Verdriet


De vijf jarige uit Servië afkomstige Philip is dood ge vonden in het water. Hij woonde net een week in Duitsland. Het jochie leed aan epilepsie. Dit korte berichtje in de krant brengt alle angst bij mij terug van ruim 30 jaar geleden. Onze Wim kreeg op zijn vierde een hersenontsteking en hield daaraan epilepsie over. Hij had vaak behoorlijk zware aanvallen. Meestal voelde hij dat aankomen en kwam dan naar binnen als hij toevallig buiten was. Mama, ik kan niks meer zien, zei hij dan.

Want zo begon het meestal. Maar hij had ook absences, die van het ene op het andere moment konden optreden. En wat als hij iets verder uit de buurt was en niet meer thuis kon komen als het begon. Ik stond altijd doodsangsten uit, maar heb hem toch – op hoop van zegen- losgelaten. En al kon hij zich soms behoorlijk bezeren als hij viel wanneer een aanval begon en je net niet in de buurt was, buiten is er gelukkig nooit iets ernstigs gebeurd. Wel viel hij soms uit bed en brak dan zijn bv. Zijn pols. Ik voel bijna lijfelijk de angst die de ouders gevoeld moeten hebben toen hun zoontje vermist was en het grijpt me bij de keel. De angst dat onze kinderen (en later ook kleinkinderen) iets overkomt is bij mij mede hierdoor altijd groot geweest.
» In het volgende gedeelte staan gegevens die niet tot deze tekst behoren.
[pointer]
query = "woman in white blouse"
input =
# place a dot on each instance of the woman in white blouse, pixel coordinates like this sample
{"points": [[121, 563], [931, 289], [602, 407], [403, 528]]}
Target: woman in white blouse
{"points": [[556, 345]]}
Ik dacht dat het was weggezakt maar niets is minder waar. Dat begrijp ik nu door dit berichtje. Want wat Philip is overkomen is waar ik altijd bang voor ben geweest. Natuurlijk is er veel verandert. Momenteel gaat het goed met mijn kinderen en kleinkinderen. En dat doet me beseffen dat ik ook het gelukkigst ben als zij dat ook zijn. Ik ben in gedachten bij de ouders van Philip, ook al zullen ze daar weinig van merken.